##Sample processing
D. discoideum AX4 wildtype cells (DictyStockCenter ID: DBS0237637) were first grown axenically in HL5-C (Formedium) to exponential phase. 3x108 cells were harvested at 400 x g, 5 min, and washed twice in 50 ml KK2. For the 0h time point (not developed), half the cells were harvested as before and stored at -80°C to await further processing for transcriptomics library preparation; the other half was harvested and stored at -80°C awaiting proteomics sample preparation. For the other time points, cells were plated on 92mm NN-Agar plates (1.2 g/l  KH2PO4, 0.48 g/l Na2HPO4⋅2H2O, 15 g/l agar) and harvested at the designated time points using Nunc Cell Scrapers (Thermo Fisher), into KK2 buffer; half the plate for transcriptomics and half the plate for proteomics. The cells were harvested as before and the cell pellets were frozen at -80°C until further processed for transcriptomics or proteomics sample preparation. Cell pellets were lysed in 150 µL of 1% β-octyl glucopyranoside and 6M urea containing lysis buffer using a sonication probe for 60 seconds (3 mm probe, pulse 1 s, amplitude 30%) according to a standard operating procedure. After homogenization, the samples were incubated for 90 min at 4°C during mild agitation. The lysates were clarified by centrifugation for 10 min (16 000 × g at 4°C). The supernatant containing extracted proteins was collected and further processed. The total protein concentration in the samples was measured using the DC Protein Assay (BioRad) with bovine serum albumin as standard. Aliquots corresponding to 35 µg of proteins were taken out for digestion. The proteins were reduced, alkylated, and on-filter digested by trypsin using 3kDa centrifugal spin filter (Millipore, Ireland).
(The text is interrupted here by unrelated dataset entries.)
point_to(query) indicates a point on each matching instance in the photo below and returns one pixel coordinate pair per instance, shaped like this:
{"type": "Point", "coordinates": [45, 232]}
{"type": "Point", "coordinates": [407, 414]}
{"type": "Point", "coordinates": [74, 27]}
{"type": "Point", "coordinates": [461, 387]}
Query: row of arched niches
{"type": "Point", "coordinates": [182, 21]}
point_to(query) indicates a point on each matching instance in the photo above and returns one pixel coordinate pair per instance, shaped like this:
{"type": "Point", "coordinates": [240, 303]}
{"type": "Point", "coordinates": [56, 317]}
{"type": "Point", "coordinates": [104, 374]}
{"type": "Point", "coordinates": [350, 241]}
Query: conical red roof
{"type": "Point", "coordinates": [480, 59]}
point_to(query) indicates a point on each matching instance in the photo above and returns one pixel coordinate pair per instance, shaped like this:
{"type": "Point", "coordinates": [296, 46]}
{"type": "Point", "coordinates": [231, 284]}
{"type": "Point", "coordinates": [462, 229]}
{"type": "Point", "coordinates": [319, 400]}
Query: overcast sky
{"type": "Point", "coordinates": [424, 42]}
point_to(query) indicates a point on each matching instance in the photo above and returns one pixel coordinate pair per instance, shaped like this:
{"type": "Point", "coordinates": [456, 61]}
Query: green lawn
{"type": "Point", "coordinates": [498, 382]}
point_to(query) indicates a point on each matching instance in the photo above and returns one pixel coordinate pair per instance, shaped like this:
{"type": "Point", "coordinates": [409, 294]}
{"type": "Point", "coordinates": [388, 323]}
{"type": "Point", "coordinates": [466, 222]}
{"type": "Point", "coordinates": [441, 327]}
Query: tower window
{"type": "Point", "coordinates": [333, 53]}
The collected peptide filtrate was vacuum centrifuged to dryness using a Speedvac system. The samples were dissolved in 100 µL 0.1% formic acid and further diluted 4 times. For LC-MS/MS analysis, the peptides were separated in reversed-phase on a C18-column with 150 min gradient and electrosprayed on-line to a Q Exactive Plus Orbitrap LC-MS/MS system (Thermo Scientific). Tandem mass spectrometry was performed applying Higher-energy collisional dissociation.
##Data processing
Label free quantification (LFQ) of the raw data was performed using FragPipe v20.0 (https://fragpipe.nesvilab.org/), which is powered by MSFragger (Kong et al., 2017). Analysis was performed with oxidation and lysine ubiquitination specified as variable modifications. Up to 3 missed cleavages were allowed. PSM validation performed with Percolator (Käll et al., 2007), and protein inference with ProteinProphet (da Veiga Leprevost et al., 2020). Data is filtered at 1% FDR at the PSM, ion, peptide, and protein levels. Site localization with PTM-Prophet. For quantification, a minimum of 1 ion was required for MaxLFQ determination with IonQuant, using match between runs (Yu et al., 2021).